Faszinierendes Naturschauspiel aus dem Orbit
Polarlichter entstehen, wenn geladene Teilchen des Sonnenwinds auf die Erdatmosphäre treffen und dort mit Sauerstoff- und Stickstoffmolekülen kollidieren. Die grüne Farbe wird hauptsächlich durch Sauerstoffatome in etwa 100 bis 300 Kilometern Höhe verursacht. Von der ISS aus bieten sich Astronauten einzigartige Perspektiven auf dieses Phänomen, da die Station in etwa 400 Kilometern Höhe die Erde umkreist.
Sophie Adenot, die seit März 2026 auf der ISS stationiert ist, nutzte eine hochauflösende Kamera, um das Polarlicht in einem Zeitraffer festzuhalten. „Es ist atemberaubend, die Lichter der Erde aus dem All zu sehen.
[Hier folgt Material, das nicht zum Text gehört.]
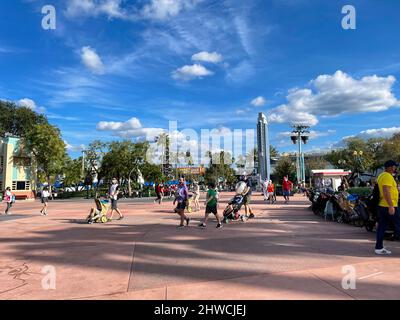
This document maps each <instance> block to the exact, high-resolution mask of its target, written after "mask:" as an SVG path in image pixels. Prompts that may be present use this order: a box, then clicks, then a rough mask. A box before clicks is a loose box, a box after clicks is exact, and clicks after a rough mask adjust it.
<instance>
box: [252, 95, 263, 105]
mask: <svg viewBox="0 0 400 320" xmlns="http://www.w3.org/2000/svg"><path fill="white" fill-rule="evenodd" d="M266 103H267V101H266V100H265V98H264V97H261V96H260V97H257V98H255V99H253V100H252V101H251V104H252V105H253V106H254V107H262V106H265V104H266Z"/></svg>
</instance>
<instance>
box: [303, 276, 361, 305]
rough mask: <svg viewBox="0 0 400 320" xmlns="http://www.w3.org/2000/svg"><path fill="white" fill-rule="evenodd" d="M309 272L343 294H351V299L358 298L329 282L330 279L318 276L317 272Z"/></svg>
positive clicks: (321, 280) (350, 294) (327, 284)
Jedes Polarlicht ist einzigartig“, erklärte die Astronautin laut ESA.
Wissenschaftlicher Wert der Aufnahmen
Die Aufnahmen dienen nicht nur der Öffentlichkeitsarbeit, sondern auch der Forschung. Wissenschaftler analysieren die Bilder, um mehr über die Dynamik der Magnetosphäre und die Wechselwirkungen zwischen Sonnenwind und Erdatmosphäre zu erfahren. Polarlichtaktivität kann zudem Auswirkungen auf Satellitenkommunikation und Stromnetze haben.
Die ISS umkreist die Erde etwa alle 90 Minuten, sodass Astronauten mehrmals täglich Polarlichter beobachten können. Besonders spektakulär sind die Aufnahmen während Sonnenstürmen, wenn die Aktivität besonders hoch ist.